In 1927, the Chicago Union Station Company sold the air rights needed for the Daily News Building. Meanwhile, Marshall Field bought air rights from a railway company and built the huge Merchandise Mart (finished in 1930), once the largest building in the world, with more than seven miles of hallways alone. 14 With the aid of three-dimensional deeds, financiers in New York, Philadelphia, Baltimore, and Boston all began capitalizing on the air in their respective cities. "Within the memory of the youngest of us," Theodore Schmidt told the American Bar Association in 1929, "millions of dollars' worth of usable space has been reclaimed from the wastes of a generation ago, to the gain of all concerned." Thus did real estate lose its attachment to the earth and become deterritorialized. "Conveyancers and lawyers," Schmidt explained, "are now for almost the first time required not only to think, but to speak, of land ownership in terms of three dimensions." 15

That was 1929. But by then New Yorkers had already been talking about air rights for almost thirty years. The city's first encounter with modern property began in 1903 with the decision by the New York Central Railroad to rebuild Grand Central Station. Until this time, the station (first erected in 1871) and its railroad yards occupied a stretch of land north of Forty-second Street on the city's east side.
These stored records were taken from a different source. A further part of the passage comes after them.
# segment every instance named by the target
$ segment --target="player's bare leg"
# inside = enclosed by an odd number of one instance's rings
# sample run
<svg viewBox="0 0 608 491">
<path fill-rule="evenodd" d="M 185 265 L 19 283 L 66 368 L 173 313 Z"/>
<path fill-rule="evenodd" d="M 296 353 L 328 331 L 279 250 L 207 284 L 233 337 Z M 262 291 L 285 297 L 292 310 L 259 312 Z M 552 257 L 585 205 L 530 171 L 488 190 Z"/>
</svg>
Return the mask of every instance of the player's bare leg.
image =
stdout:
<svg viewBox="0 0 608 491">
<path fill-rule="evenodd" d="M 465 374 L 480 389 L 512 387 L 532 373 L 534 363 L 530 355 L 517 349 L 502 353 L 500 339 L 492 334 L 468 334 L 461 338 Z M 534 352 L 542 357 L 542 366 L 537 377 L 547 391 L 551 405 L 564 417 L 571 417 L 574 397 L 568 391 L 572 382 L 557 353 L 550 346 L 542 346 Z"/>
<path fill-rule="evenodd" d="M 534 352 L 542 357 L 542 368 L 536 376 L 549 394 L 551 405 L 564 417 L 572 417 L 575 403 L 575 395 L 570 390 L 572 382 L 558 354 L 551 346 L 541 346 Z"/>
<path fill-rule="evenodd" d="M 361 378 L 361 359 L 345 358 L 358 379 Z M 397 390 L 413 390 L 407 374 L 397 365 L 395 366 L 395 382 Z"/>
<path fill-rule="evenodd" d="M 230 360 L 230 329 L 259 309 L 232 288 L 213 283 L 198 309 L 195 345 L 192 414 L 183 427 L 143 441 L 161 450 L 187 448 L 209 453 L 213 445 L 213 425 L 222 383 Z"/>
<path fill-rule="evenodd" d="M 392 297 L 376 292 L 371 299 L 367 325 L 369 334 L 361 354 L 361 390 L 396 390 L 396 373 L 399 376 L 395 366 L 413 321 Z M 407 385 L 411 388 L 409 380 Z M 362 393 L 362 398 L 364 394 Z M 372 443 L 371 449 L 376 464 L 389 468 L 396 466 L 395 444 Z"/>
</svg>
The plan called for electrifying the trains and relocating the terminal complex underground on a two-level platform. An engineer named William Wilgus proposed that with the terminal located belowground, buildings could go up on the "air rights" (a term he coined) above. "The keynote in this plan," he explained, "was the utilization of air rights that hitherto were unenjoyable with steam locomotives requiring the open air. . . . Thus from the air would be taken wealth with which to finance obligatory vast changes otherwise nonproductive. Obviously it was the thing to do." 16

Cashing in on that air first meant tearing down what existed above Forty-second Street, including about two hundred buildings. Demolition has been big business in New York ever since. With the land now cleared of its past, workers exploded one million pounds of dynamite and hauled almost three million cubic yards of rock and soil out of the earth to make way for the new terminal complex. The station alone took ten years to build. Completed in 1913, the building is a stunning Beaux Arts inspiration. The main facade on Forty-second Street features Corinthian columns and huge arched windows topped by Jules-Alexis Coutan's graceful Roman statuary. On the air rights nearby, seven new buildings were initially planned, including the Manhattan, Belmont, Vanderbilt, and Biltmore hotels. 17 The buildings were set on a steel and concrete roof that covered the tracks below; a special insulation system absorbed the vibrations caused by trains underneath. Eventually, air over some twenty-eight acres owned by the railroad was made available for similar ventures.